Era nesse momento que começava a terceira etapa da fraude. Os contatos (telefone, e-mail) que acompanhavam os títulos eram dos integrantes da quadrilha. Quando acionados, atestavam a veracidade do documento, enviando ao exterior cópias falsificadas de certificados internacionais de transação interbancária. São como telas de computador. O sistema mais usado é chamado de Swift. Mas também era fraudada uma certificação de comunicação via telex chamada KTT.

Toda a falsificação, seja dos documentos, seja das telas de certificação internacional, era realizada por dois dos presos em Goiânia, identificados como Ácores Carvalho e José Augusto, segundo fontes da PF. Em algumas operações, eles chegaram a enviar ao exterior cópias físicas dos documentos falsificados.

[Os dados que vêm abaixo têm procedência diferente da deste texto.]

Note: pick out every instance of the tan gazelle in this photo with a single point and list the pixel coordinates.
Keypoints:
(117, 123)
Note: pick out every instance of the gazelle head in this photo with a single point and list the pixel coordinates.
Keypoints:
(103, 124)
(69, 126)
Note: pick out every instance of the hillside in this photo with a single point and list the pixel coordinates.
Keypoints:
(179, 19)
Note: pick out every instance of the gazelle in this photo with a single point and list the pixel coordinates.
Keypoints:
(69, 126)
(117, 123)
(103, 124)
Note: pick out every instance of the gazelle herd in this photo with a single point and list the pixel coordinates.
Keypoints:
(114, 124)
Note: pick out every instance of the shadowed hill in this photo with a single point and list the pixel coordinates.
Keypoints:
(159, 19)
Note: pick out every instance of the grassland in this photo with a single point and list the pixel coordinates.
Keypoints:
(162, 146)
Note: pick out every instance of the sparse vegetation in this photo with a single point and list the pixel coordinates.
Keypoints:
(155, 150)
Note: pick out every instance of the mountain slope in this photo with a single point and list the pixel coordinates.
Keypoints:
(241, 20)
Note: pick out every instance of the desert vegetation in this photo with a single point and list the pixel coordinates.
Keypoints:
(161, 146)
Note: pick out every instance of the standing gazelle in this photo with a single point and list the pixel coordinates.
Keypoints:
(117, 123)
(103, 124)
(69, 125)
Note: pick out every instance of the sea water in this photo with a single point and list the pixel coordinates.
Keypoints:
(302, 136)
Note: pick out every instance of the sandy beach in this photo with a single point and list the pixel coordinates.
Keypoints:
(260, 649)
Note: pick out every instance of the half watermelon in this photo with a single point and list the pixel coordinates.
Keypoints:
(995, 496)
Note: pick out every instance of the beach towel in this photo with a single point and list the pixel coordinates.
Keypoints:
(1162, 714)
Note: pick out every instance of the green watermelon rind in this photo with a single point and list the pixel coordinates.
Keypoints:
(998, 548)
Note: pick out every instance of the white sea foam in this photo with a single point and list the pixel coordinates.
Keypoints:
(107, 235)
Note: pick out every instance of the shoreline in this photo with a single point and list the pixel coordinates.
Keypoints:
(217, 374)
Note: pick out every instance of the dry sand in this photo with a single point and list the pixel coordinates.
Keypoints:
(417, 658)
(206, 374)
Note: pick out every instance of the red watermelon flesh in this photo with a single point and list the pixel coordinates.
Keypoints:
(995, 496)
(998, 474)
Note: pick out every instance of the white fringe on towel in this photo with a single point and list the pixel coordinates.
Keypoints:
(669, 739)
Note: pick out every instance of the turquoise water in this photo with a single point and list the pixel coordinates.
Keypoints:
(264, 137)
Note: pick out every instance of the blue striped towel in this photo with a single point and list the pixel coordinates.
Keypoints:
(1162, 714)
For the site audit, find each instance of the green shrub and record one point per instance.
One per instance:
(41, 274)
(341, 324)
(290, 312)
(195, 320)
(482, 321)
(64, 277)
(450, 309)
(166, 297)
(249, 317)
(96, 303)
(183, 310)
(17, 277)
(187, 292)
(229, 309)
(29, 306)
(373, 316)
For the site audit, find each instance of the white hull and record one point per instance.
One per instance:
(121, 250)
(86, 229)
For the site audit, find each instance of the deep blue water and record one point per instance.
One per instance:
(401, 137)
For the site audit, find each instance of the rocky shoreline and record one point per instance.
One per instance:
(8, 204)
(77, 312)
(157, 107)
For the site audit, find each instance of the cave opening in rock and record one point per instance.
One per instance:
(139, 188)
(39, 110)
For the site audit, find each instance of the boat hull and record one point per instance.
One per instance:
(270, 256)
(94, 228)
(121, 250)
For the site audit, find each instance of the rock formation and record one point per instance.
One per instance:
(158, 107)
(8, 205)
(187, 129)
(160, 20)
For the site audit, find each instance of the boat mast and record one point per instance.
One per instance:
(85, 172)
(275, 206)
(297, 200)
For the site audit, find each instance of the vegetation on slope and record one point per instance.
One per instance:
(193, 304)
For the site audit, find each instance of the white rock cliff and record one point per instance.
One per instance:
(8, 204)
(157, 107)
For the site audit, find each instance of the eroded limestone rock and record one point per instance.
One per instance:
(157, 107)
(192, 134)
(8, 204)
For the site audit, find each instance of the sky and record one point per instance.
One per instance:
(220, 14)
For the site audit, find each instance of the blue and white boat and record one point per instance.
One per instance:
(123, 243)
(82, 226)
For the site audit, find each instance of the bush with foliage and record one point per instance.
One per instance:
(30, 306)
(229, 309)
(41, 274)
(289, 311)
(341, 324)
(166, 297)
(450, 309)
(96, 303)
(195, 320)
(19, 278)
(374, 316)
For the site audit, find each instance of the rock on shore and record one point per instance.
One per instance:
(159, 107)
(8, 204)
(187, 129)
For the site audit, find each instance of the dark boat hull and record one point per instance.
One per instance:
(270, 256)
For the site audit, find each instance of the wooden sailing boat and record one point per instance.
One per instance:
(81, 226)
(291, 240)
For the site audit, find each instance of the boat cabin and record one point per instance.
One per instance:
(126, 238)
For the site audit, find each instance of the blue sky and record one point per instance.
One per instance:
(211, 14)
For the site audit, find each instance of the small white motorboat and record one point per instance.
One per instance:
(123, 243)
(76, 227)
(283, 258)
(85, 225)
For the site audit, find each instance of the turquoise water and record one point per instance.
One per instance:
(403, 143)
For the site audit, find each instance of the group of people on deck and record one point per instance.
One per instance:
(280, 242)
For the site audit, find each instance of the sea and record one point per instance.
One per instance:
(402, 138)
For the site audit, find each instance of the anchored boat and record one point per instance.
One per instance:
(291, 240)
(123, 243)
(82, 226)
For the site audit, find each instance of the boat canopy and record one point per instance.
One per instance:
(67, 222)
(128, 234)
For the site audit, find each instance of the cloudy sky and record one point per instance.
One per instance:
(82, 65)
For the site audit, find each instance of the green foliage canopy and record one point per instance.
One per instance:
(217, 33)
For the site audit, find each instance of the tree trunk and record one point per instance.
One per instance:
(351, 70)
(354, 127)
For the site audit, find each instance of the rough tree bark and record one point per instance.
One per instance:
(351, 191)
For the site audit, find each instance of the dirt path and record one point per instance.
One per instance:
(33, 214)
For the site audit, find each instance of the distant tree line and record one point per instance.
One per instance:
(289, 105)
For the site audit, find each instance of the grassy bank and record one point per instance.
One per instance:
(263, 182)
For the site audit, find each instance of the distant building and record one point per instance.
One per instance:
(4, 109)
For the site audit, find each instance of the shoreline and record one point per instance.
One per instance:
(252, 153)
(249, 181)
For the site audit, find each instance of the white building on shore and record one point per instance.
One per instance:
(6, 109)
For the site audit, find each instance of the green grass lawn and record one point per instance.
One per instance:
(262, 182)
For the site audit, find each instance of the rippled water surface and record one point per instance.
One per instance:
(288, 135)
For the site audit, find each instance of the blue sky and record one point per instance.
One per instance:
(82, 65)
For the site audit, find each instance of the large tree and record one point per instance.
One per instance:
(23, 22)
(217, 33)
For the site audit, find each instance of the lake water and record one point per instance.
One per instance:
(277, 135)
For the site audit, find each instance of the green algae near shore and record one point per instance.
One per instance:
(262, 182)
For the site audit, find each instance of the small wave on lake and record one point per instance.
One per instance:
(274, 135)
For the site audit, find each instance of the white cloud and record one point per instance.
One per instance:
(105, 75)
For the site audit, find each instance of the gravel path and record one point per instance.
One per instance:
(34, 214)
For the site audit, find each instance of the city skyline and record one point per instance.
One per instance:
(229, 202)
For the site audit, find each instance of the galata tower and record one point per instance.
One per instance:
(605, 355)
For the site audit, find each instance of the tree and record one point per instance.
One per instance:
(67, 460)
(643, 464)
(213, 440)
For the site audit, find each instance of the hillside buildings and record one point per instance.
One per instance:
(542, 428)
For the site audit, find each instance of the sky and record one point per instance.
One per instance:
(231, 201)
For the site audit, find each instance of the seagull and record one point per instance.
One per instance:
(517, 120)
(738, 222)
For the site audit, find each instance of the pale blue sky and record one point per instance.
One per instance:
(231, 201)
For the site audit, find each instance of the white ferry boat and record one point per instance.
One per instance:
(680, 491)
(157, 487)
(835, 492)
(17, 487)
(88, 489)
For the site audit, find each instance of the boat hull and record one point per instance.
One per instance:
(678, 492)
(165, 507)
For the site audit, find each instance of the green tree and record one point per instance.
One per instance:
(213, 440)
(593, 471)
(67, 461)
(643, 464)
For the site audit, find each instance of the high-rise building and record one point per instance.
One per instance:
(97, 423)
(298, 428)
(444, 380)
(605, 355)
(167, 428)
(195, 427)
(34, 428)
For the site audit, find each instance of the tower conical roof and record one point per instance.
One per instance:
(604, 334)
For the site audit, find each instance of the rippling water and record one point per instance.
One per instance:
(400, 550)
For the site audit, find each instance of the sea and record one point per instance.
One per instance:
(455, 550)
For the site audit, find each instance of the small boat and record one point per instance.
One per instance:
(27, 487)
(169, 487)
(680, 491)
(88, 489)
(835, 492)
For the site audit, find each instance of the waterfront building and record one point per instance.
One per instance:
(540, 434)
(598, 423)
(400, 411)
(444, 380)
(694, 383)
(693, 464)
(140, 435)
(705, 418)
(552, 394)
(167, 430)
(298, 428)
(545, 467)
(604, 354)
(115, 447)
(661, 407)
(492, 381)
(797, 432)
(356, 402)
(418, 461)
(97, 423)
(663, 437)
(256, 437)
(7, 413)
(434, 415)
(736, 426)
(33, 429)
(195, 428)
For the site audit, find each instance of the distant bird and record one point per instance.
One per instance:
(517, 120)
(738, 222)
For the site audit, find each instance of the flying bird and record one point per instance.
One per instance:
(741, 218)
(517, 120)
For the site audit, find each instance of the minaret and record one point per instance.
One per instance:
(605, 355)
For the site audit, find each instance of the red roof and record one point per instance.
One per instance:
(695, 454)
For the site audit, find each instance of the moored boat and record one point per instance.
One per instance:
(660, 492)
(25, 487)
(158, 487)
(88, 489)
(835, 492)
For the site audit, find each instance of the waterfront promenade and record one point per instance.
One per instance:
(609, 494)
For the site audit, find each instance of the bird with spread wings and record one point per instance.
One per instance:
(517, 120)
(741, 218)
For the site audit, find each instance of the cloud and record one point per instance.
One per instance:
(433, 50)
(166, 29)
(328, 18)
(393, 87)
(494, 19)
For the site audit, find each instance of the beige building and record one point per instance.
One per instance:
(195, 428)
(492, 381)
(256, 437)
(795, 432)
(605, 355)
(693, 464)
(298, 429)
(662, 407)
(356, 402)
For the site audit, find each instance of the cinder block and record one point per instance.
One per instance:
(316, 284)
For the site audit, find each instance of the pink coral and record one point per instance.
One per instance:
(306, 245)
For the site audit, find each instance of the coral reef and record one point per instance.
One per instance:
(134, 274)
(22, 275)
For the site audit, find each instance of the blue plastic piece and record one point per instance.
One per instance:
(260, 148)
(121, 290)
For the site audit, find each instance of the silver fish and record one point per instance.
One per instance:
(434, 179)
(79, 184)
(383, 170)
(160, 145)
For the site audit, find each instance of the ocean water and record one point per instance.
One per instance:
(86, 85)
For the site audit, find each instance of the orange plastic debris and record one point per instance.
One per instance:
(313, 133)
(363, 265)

- O prejuízo calculado até o momento para os compradores dos títulos é de US$1 milhão, mas esse valor deve ser muito superior, pois a maioria dos recursos obtidos com a fraude está no exterior. A maior parte da remessa ao Brasil era realizada em pequenas transações, via Western Union (banco americano), que só permite o envio de US$20 mil por transação - afirmou o delegado responsável pela investigação, David Servulo Campos, chefe da Delegacia de Crimes Financeiros em Brasília.

PF vai investigar atuação em lavagem

Além de fazer toda a transação fraudulenta, a quadrilha oferecia o serviço segmentado a terceiros. Por exemplo, emitia cópias falsas de garantia bancária com "registro" Euroclear (instituição européia que realiza a custódia e liquidação financeira de operações com ações e títulos em moeda estrangeira), ao preço de US$13.200. O envio de KTT falso valia US$3.000. Já a emissão de uma nota promissória com "registro" no Euroclear custava US$5,5 mil.

Os mandados de prisão emitidos ontem à noite tinham como alvo duas pessoas em São Paulo: um empresário e um funcionário de um banco. Apesar disso, o delegado não acredita que existam muitos integrantes das instituições financeiras brasileiras fraudadas no esquema:

- Na instituição internacional responsável pelo Swift (em Bruxelas, daí o nome da operação), com certeza não existia, pois isso tornaria a descoberta da quadrilha mais fácil. Mas há pelo menos um brasileiro de banco envolvido. Começamos a descobrir toda a quadrilha quando os primeiros títulos começaram a vencer e, na hora da liquidação, não eram reconhecidos pelos bancos brasileiros.

Segundo o delegado, a segunda etapa da investigação será descobrir se a quadrilha também realizava a lavagem de dinheiro para outros grupos.